Excess brain cancers observed after computed tomography (CT) scans could be caused by ionizing radiation. However, as scans are often used to investigate symptoms of brain cancer, excess cancers could also be due to reverse causation bias. We used finite mixture models (FMM) to differentiate CT exposures that are plausibly causal from those due to reverse causation.

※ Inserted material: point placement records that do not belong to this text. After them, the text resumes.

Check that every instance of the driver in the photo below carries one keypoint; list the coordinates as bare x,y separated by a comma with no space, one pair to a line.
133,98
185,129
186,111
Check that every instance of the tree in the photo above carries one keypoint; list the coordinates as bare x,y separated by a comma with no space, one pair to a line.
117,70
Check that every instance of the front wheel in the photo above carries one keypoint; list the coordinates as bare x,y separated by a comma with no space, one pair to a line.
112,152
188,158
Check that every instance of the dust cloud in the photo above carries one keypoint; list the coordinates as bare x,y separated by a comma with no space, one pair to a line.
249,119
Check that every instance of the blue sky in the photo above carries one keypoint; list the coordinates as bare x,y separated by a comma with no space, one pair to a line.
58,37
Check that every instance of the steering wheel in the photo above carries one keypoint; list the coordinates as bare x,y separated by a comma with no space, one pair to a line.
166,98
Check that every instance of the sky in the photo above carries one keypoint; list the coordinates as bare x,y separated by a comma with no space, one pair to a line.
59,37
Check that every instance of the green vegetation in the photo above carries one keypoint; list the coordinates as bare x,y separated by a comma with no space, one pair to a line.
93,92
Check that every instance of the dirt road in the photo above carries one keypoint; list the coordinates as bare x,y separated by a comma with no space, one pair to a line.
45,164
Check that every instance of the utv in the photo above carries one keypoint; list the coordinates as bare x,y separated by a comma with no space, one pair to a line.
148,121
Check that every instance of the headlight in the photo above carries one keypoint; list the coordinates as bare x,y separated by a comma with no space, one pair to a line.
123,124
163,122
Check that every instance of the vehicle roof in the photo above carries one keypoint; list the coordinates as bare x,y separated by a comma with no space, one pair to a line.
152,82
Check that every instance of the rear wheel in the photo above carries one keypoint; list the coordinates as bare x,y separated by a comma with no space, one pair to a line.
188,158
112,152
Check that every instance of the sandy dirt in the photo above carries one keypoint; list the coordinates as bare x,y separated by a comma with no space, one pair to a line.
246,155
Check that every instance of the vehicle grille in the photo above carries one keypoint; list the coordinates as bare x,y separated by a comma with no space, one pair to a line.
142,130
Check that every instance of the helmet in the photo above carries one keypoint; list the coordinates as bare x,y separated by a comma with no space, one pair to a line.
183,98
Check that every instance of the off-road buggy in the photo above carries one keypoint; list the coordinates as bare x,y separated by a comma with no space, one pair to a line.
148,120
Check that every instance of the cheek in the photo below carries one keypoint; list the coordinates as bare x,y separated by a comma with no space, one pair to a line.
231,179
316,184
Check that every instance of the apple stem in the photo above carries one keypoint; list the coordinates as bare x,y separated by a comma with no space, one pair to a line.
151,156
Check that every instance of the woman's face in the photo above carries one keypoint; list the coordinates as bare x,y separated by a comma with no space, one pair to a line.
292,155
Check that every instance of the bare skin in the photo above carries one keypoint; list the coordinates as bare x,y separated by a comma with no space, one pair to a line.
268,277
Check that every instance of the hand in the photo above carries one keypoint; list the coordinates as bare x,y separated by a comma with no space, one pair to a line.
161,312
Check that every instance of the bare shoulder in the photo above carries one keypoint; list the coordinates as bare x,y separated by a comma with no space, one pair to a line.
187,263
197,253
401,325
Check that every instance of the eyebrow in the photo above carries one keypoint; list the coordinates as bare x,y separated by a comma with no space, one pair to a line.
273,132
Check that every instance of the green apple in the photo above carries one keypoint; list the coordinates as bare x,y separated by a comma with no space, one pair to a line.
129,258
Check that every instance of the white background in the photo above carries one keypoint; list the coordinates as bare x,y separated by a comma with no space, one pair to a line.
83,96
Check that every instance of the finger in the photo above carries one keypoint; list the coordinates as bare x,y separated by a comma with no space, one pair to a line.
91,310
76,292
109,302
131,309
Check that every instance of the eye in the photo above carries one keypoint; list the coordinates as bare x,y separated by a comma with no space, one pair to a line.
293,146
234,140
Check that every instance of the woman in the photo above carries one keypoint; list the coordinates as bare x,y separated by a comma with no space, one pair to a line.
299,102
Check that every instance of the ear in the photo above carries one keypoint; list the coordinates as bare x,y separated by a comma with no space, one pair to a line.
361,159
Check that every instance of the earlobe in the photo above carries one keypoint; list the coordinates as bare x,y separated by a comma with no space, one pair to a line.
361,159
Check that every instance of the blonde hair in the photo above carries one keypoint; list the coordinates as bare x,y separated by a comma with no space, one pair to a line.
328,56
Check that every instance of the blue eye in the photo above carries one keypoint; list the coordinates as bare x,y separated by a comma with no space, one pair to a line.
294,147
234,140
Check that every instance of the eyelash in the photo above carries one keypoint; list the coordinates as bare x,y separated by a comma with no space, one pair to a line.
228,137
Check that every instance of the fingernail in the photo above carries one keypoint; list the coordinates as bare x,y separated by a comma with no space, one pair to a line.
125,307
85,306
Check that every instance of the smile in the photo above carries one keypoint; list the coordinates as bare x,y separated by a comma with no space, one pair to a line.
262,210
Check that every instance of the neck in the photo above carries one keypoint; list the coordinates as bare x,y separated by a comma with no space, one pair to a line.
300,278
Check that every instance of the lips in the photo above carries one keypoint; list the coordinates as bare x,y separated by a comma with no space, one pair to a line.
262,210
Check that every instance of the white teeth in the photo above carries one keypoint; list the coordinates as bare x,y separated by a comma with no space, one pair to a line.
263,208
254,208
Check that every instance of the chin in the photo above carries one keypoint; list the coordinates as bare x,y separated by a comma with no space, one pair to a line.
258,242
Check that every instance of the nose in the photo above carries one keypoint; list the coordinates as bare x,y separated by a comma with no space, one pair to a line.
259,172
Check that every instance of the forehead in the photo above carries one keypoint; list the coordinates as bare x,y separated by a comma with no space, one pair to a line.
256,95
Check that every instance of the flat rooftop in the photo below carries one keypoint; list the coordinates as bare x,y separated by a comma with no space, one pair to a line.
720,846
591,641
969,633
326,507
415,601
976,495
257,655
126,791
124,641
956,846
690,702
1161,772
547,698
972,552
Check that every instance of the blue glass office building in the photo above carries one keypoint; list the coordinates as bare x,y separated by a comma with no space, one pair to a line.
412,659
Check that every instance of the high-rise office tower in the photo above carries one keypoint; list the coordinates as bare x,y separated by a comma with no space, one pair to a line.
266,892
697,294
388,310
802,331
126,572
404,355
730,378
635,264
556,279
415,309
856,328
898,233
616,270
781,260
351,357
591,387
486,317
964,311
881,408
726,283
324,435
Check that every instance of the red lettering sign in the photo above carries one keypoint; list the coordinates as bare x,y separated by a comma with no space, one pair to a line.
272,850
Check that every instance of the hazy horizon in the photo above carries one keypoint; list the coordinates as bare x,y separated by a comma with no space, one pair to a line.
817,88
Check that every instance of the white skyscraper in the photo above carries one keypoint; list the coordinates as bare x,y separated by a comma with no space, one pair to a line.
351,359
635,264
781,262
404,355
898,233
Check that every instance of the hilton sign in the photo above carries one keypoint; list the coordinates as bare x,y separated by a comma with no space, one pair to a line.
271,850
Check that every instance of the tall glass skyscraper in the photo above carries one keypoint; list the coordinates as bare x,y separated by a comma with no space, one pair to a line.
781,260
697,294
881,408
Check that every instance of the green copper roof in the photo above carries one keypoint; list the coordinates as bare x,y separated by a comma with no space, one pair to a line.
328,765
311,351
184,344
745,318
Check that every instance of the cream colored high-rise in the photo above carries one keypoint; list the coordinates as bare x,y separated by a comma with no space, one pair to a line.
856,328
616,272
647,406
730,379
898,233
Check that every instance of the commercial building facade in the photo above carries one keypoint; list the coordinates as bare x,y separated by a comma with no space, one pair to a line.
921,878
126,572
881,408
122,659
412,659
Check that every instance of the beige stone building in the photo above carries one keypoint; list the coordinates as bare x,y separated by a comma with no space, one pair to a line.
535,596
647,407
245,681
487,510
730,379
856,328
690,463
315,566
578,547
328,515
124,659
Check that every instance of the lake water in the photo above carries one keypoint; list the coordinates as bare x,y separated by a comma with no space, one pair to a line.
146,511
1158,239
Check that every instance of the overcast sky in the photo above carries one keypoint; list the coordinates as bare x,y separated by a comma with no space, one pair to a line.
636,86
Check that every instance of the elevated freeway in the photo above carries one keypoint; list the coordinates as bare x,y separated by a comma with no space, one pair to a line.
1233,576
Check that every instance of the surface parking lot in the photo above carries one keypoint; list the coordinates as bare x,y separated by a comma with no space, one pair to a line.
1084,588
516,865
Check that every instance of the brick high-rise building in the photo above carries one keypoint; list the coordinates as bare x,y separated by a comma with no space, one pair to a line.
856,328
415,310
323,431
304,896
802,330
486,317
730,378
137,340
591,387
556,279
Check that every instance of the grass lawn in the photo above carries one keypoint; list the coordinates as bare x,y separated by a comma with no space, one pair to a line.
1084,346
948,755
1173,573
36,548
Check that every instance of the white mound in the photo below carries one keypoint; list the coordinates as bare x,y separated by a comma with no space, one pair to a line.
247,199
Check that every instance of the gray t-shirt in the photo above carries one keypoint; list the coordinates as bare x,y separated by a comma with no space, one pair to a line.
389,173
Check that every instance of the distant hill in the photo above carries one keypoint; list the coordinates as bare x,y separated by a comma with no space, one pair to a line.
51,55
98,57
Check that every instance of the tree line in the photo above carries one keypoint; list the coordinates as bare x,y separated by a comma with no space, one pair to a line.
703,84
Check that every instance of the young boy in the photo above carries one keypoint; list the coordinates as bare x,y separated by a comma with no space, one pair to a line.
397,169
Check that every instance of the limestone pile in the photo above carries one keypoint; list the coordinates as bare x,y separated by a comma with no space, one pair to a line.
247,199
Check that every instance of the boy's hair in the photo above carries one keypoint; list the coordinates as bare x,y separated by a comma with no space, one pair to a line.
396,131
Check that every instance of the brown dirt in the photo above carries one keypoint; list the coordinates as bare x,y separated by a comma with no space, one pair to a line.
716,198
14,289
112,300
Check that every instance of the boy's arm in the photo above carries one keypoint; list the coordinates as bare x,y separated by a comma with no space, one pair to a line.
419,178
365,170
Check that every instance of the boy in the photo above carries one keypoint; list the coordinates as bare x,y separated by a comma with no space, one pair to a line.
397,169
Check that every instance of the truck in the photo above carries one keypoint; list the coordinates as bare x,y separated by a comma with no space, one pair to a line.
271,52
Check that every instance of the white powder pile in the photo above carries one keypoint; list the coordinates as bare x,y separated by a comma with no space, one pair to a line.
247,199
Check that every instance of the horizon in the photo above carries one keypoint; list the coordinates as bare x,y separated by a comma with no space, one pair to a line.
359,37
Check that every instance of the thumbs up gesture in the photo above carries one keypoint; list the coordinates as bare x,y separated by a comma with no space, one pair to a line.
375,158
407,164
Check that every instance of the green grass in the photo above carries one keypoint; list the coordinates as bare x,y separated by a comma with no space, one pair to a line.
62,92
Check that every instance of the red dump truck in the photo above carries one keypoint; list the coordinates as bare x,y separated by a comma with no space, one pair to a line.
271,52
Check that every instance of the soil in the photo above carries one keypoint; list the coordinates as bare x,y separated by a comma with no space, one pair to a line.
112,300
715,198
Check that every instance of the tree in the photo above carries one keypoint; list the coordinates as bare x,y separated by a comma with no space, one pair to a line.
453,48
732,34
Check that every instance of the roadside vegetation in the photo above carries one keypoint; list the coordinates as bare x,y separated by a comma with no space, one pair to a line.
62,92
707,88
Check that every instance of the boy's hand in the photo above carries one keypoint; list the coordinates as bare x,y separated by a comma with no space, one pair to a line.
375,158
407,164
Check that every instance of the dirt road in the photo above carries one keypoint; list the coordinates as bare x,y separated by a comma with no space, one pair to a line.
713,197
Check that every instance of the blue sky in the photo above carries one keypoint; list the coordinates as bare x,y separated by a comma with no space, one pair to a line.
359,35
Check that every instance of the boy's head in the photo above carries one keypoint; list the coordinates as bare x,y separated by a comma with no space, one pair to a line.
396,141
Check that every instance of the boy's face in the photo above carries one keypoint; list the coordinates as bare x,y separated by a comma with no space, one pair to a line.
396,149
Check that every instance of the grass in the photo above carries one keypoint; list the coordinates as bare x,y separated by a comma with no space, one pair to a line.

Persons with at least one CT scan exposure and a subsequent diagnosis of brain cancer were selected from a cohort of 11 million young Australians. We fitted FMMs and used the posterior probability to inform the choice of exclusion periods. We validated our findings using a separate clinical dataset describing the time between first symptoms and brain cancer diagnosis (pre-diagnostic symptomatic interval; PSI).
The cohort included 1028 persons with a diagnosed brain tumor and exposed to a total of 1,450 CT scans. The best-fitting model was a generalized linear mixture model using the exponential distribution with three latent classes and two covariates (age at exposure and year of exposure). The 99th percentile classifier cutoff was 18.9 months. The sample-size weighted mean of the 99th percentile of the PSI, derived from clinical data, was 15.6 months.
To minimize reverse causation bias in studies of CT scan and brain cancer, the optimal exclusion period is one to two years (depending on the choice of classifier). This information will inform the interpretation of current and future studies.